Last September, when FTX was still a multi-billion dollar company, and Ryan Salame was still one of its flashy young executives, the emerging G.O.P. mega-donor decided to arrange a dinner in Washington, D.C. with another Republican on a similarly limitless upward trajectory: the powerful political consultant Jeff Roe. Both Salame and Roe brought their own entourages to the Capital Grille: Among them, Gabe Bankman-Fried, the brother of Salame’s soon-to-be-indicted boss; David Polyansky, one of Roe’s top operatives, who is now steering Ron DeSantis’s presidential campaign; and Tyler Deaton, then Salame’s empowered donor-advisor.

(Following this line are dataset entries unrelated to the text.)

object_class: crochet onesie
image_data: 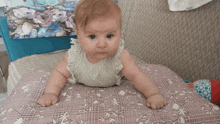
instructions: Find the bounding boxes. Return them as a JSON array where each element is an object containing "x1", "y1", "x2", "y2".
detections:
[{"x1": 67, "y1": 38, "x2": 125, "y2": 87}]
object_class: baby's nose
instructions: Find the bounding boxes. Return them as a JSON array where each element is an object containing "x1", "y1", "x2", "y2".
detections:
[{"x1": 96, "y1": 39, "x2": 107, "y2": 48}]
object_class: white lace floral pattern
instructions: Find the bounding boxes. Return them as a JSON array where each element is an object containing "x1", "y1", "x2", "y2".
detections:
[{"x1": 1, "y1": 65, "x2": 219, "y2": 123}]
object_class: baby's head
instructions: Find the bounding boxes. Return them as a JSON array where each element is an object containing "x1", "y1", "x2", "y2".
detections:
[
  {"x1": 75, "y1": 0, "x2": 122, "y2": 31},
  {"x1": 74, "y1": 0, "x2": 122, "y2": 63}
]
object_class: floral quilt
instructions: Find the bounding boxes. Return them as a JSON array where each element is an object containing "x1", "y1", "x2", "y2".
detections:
[
  {"x1": 0, "y1": 64, "x2": 219, "y2": 123},
  {"x1": 6, "y1": 1, "x2": 78, "y2": 39}
]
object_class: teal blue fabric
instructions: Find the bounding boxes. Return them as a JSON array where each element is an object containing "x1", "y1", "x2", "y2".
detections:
[
  {"x1": 0, "y1": 16, "x2": 76, "y2": 62},
  {"x1": 0, "y1": 26, "x2": 2, "y2": 36},
  {"x1": 26, "y1": 0, "x2": 59, "y2": 6}
]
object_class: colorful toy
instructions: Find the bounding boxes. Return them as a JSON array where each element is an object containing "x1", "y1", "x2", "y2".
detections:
[{"x1": 185, "y1": 79, "x2": 220, "y2": 105}]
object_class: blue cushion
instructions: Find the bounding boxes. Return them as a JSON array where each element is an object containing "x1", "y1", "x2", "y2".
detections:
[
  {"x1": 0, "y1": 25, "x2": 2, "y2": 36},
  {"x1": 0, "y1": 16, "x2": 76, "y2": 62}
]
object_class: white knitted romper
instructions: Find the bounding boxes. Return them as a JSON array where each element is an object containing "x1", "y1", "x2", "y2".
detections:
[{"x1": 66, "y1": 38, "x2": 125, "y2": 87}]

The dinner was proposed by Salame’s team, but the love flowed both ways. The explicit purpose of the meeting, according to a memo Axiom prepared beforehand, was “to build a relationship with these TOP donors,” noting that Sam Bankman-Fried was the “5th biggest Republican donor this cycle,” among other potentially useful biographical details (Salame was “very proud of a group of restaurants he owns in the Berkshires,” Deaton was “married to a man” and “considers himself a left of center Republican,” etcetera). Salame was, by that point, a serious G.O.P. powerbroker himself. Earlier that year, he had quietly supplied now-Senator Eric Schmitt, an Axiom client, with several hundred thousand dollars to win the Missouri Republican primary. Salame had occasionally consulted Roe for informal advice on the finer points of congressional politics. Roe, who viewed Salame as an ascendant purse in the party, was happy to oblige.
Of course, much has changed since that dinner. FTX declared bankruptcy two months after the Capital Grille meeting, and S.B.F. was arrested a few weeks later. Salame himself was identified as one of the unindicted co-conspirators mentioned in S.B.F.’s indictment, and he remains a target of at least two investigations regarding potential campaign finance violations, including one involving his girlfriend, former congressional candidate Michelle Bond.